Standing outside 10 Downing St. today, Britain's Prime Minister Theresa May tried to put a courageous face on the disastrous results of Thursday's vote.

Meanwhile, hundreds of protesters have converged on London's Parliament Square to protest the agreement amid calls on May to resign and fierce criticism of her move to call for the snap general election. It now holds 318 seats.

Theresa May is to head a minority Conservative government - propped up by the Democratic Unionists - after her General Election gamble backfired disastrously.
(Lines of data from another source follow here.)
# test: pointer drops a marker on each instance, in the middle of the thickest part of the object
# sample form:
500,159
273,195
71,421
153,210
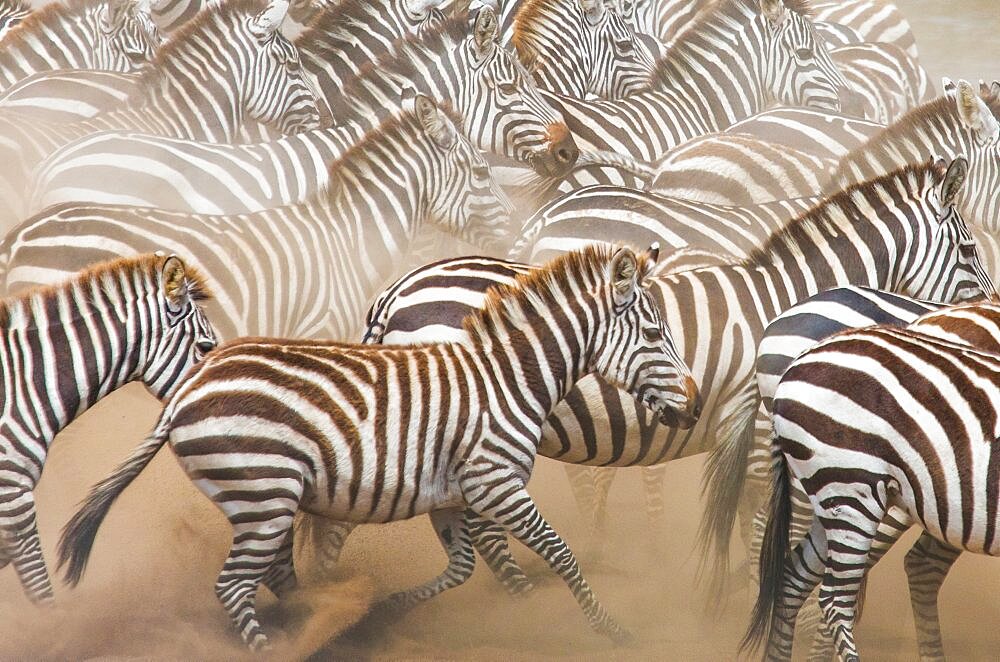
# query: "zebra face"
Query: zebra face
464,198
186,334
128,35
953,270
798,69
503,111
637,353
278,91
622,64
Clearly the outcome will have a marked effect on how the government tackles the Brexit negotiations as Theresa May was hoping the election would pave the way for a hard Brexit but as former Business Secretary Sir Vince Cable has said "the whole Brexit approach will have to be rethought".

This will allow us to come together as a country and channel our energies towards a successful Brexit deal that works for everyone in this country, securing a new partnership with the European Union which guarantees our long term prosperity.

Labour is "ready and able" to form a government, he said on BBC's Marr show.

Former Conservative finance minister George Osborne, who May sacked after taking office after the Brexit vote last June, said she was now a "dead woman walking".

"As and when details are finalised both parties will put them forward". He said Labour had denied her a "hard Brexit" mandate.

Earlier, Downing Street issued a statement saying the DUP had agreed to the principles of a proposal to support the Conservatives.

Foster told Sky News her party had had "very good discussions" with the Conservatives on Saturday and these would continue while refusing to say what she will demand from any deal. She sought to deflect pressure onto Corbyn, arguing he had a weak record on security matters.

Donald Tusk, president of the European Commission, urged the May government to get on with negotiations, noting that the United Kingdom has less than two years to extricate itself from the EU - which is considered a gargantuan task.

But until a government emerges in London, it is unclear how the talks can start.

Talks are due to start in just ten days with just two years until the deal must be done. Firstly, the party backs Brexit. There is now likely a majority across the parties in the new House of Commons for a softer Brexit, one that might see Britain remain in the single market.

The Prime Minister has confirmed the Conservative Party will form a partnership with the Democratic Unionist Party. But it is also deeply anxious that splitting from the European Union will mean a return to a hard border across Ireland that could create economic and even political problems. The opposite happened as she lost her majority and undermined her own authority as prime minister.

DUP leader Arlene Foster is to meet with May in London on Tuesday to discuss their arrangement, Sky News reported.

The aides, Fiona Hill and Nick Timothy, May's co-chiefs of staff, resigned after reports that senior Conservative ministers in the prime minister's Cabinet had warned her that they would challenge her leadership of the party unless she became more inclusive, consulted more widely and fired Hill and Timothy.